From the first comment to this answer, it seems important to know the following generalization: Let $n\ge 2$ be integer. Which is the probability $P(n)$ for the event, that in an $n$-step trial there is at least one occurence of the sum $6$ (probability for it in one step being $p_6=5/36$), and at least one of the sum $7$ (probability for it in one step being $p_7=6/36$).

(Since in the comment box there is not so much space, i will do it here.)

It is simplest to compute the complementary probability $1-P(n)$. Let $A_6(n)$, resp. $A_7(n)$ be the event that the sum $6$, resp. $7$ does not show in $n$ trials. Then $$ \begin{aligned} 1-P(n) &= \text{Probability that either $6$, or $7$ does not appear in $n$ steps} \\ &= \text{Probability}(A_6(n)\cup A_7(n)) \\ &= \text{Probability}(A_6(n)) + \text{Probability}(A_7(n)) - \text{Probability}(A_6(n)\cap A_7(n)) \\ &=(1-p_6)^n+(1-p_7)^n-(1-p_6-p_7)^n\ . \\[3mm] &\text{So:} \\ P(n) &= 1-(1-p_6)^n-(1-p_7)^n+(1-p_6-p_7)^n\ . \end{aligned} $$

Answer 3

Let's say you want at least one each of the sums $m$ and $n$ with $m\ne n$. Let's say the respective probabilities of sum $m$ and sum $n$ on a roll of two dice are $p_m$ and $p_n$.
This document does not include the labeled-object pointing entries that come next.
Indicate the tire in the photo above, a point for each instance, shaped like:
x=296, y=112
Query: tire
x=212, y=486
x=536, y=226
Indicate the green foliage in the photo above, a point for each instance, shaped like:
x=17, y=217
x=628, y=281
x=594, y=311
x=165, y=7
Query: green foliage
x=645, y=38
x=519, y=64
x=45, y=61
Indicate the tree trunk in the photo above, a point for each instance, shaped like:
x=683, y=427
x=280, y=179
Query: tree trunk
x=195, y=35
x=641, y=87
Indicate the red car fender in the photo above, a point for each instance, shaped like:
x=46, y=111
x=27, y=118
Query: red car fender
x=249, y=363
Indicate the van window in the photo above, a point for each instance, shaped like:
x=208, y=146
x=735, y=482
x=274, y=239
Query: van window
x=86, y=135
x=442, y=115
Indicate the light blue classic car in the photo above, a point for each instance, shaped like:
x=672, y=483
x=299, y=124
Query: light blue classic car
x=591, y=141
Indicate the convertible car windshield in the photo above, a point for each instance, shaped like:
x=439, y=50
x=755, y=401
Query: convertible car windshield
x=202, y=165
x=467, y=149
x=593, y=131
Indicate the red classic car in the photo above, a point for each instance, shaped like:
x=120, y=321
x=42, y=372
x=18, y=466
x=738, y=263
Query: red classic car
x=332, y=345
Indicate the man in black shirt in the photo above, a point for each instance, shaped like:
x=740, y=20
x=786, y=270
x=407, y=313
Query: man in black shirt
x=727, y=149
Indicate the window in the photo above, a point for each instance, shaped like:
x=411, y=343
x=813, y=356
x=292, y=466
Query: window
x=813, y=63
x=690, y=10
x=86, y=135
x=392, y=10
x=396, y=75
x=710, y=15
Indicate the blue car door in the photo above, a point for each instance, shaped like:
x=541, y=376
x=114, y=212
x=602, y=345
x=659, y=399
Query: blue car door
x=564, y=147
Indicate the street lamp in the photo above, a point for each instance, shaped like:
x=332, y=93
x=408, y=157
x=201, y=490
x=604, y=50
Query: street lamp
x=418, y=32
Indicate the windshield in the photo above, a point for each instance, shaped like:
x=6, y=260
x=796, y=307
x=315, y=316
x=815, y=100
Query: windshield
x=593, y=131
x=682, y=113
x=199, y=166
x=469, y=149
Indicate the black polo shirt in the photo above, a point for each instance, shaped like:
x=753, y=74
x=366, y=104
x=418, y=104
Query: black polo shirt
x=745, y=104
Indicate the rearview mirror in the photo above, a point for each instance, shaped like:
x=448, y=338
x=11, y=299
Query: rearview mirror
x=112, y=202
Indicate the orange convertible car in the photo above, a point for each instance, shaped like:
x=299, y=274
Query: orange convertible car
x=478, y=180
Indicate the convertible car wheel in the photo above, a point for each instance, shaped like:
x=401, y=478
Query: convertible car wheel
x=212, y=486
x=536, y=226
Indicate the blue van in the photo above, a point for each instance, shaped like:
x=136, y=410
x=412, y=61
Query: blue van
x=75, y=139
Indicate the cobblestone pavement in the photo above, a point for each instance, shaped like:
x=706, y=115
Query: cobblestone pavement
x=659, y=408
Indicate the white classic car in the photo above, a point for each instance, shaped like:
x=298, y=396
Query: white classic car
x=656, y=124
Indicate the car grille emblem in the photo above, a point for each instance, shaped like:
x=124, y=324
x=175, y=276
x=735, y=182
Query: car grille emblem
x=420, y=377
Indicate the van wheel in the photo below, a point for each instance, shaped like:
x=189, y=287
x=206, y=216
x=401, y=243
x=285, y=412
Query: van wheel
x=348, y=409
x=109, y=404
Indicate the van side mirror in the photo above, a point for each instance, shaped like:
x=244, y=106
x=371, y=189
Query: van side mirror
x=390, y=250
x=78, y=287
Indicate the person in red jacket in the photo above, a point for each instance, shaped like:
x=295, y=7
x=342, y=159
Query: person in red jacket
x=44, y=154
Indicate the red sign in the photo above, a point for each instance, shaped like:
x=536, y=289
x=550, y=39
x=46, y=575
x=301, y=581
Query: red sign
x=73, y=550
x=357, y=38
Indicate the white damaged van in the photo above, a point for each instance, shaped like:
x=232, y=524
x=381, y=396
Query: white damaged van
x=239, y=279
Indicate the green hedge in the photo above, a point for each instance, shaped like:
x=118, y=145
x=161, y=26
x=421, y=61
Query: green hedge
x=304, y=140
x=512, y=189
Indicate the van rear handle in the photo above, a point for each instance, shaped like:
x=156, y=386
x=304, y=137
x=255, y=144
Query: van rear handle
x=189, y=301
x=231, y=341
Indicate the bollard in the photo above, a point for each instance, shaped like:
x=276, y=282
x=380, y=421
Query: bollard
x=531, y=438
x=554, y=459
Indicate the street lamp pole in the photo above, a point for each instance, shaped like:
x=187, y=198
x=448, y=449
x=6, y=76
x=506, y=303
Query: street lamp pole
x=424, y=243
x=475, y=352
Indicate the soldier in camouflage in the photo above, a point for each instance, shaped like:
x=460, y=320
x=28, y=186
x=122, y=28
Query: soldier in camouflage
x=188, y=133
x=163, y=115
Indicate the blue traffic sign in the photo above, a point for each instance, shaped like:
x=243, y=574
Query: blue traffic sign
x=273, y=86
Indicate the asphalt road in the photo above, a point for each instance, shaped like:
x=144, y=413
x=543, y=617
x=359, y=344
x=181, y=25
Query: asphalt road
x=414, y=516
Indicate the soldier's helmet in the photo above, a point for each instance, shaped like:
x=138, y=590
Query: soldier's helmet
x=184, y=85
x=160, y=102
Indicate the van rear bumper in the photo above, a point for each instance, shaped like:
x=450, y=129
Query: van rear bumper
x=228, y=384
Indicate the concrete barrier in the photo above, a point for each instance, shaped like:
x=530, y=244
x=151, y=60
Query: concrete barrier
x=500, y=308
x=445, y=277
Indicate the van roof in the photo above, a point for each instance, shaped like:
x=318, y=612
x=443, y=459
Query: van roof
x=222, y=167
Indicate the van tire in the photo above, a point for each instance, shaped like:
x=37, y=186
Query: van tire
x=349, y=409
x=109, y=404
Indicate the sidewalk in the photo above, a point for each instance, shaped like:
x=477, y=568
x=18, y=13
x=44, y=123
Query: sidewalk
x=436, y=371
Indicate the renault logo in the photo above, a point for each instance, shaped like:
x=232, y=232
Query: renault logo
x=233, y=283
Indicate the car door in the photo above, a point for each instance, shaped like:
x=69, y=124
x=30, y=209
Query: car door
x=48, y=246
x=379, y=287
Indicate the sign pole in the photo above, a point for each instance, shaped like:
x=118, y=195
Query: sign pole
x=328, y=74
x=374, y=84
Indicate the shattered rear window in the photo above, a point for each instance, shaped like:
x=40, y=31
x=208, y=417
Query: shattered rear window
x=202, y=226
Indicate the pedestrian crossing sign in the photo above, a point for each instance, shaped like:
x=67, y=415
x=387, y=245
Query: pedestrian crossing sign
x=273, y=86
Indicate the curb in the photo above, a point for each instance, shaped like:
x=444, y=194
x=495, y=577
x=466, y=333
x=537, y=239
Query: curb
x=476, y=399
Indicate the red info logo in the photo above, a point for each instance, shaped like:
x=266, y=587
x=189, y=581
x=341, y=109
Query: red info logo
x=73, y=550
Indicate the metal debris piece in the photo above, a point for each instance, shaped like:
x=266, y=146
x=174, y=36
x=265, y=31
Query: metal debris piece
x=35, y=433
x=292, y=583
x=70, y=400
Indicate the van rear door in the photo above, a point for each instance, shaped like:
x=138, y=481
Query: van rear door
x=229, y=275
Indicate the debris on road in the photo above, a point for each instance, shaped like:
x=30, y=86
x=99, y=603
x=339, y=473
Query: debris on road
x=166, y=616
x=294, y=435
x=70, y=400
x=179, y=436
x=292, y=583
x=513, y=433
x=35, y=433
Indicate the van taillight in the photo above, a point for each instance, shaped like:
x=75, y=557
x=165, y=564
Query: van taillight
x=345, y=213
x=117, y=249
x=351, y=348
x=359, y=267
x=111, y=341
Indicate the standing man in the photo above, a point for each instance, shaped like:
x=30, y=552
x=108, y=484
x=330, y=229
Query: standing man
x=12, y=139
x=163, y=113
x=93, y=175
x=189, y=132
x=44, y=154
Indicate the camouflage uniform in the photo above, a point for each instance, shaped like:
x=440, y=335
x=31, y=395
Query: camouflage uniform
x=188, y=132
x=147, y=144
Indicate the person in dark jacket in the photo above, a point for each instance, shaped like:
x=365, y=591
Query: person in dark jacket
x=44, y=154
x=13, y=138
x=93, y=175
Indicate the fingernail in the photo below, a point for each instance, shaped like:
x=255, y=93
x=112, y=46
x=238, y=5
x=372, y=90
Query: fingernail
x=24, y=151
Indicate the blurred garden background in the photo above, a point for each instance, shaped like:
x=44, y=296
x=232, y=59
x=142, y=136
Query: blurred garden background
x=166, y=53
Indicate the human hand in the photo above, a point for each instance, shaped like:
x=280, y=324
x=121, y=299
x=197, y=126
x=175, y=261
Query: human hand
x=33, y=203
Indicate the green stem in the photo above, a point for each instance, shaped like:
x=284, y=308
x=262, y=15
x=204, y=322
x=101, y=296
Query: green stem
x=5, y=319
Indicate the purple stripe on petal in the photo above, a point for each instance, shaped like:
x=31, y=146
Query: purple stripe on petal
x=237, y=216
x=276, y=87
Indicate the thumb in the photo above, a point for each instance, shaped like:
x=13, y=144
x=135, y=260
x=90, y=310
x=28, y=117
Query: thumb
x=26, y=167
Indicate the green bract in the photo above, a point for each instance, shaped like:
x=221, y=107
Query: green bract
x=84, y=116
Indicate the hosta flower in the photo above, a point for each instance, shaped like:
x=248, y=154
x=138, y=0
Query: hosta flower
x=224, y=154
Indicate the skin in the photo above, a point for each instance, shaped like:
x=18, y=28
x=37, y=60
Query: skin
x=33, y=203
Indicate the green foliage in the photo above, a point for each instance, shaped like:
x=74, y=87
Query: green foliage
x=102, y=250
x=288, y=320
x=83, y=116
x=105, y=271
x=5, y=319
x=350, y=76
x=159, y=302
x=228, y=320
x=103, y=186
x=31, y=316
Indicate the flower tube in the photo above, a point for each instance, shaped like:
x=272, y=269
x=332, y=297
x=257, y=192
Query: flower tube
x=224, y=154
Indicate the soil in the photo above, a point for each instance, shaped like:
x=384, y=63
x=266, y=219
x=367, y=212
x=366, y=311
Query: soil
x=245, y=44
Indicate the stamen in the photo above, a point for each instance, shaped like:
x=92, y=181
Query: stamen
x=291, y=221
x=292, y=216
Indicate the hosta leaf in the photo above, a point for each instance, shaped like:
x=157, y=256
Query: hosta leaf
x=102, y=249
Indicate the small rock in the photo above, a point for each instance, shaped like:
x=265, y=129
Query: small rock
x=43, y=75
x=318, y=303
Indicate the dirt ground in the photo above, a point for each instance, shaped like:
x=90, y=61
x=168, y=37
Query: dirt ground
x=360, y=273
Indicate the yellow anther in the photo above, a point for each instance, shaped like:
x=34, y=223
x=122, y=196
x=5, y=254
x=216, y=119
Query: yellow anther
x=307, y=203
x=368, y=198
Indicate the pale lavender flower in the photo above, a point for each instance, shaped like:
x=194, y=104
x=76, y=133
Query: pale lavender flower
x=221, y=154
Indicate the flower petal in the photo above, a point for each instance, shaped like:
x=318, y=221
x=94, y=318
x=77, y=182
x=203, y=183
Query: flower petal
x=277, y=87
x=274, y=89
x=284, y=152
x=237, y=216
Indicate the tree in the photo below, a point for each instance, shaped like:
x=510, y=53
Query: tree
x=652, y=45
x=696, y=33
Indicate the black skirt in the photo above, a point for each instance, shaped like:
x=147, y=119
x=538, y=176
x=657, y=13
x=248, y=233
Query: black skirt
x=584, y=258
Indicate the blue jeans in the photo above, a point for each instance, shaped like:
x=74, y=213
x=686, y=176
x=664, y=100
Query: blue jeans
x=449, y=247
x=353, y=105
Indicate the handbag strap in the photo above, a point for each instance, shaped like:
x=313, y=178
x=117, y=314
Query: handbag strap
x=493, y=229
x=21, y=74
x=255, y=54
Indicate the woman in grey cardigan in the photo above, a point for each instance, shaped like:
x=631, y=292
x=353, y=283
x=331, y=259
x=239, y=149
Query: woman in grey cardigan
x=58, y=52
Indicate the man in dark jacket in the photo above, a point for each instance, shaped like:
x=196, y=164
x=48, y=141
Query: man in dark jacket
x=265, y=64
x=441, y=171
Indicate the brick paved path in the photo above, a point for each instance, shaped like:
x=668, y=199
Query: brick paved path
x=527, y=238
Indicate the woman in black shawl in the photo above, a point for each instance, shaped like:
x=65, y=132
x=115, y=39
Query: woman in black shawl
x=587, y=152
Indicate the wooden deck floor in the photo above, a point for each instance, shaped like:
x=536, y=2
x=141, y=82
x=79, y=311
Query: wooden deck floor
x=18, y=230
Case 1: Get $m$ twice and $n$ once in some order. Probability is $3p_m^2p_n$.

Case 2: Get $m$ once and $n$ twice in some order. Probability is $3p_mp_n^2$.

Case 3: Get $m$ once and $n$ once and some different value once. Probability is $6p_mp_n(1-p_m-p_n)$.

Add these up to get your total probability.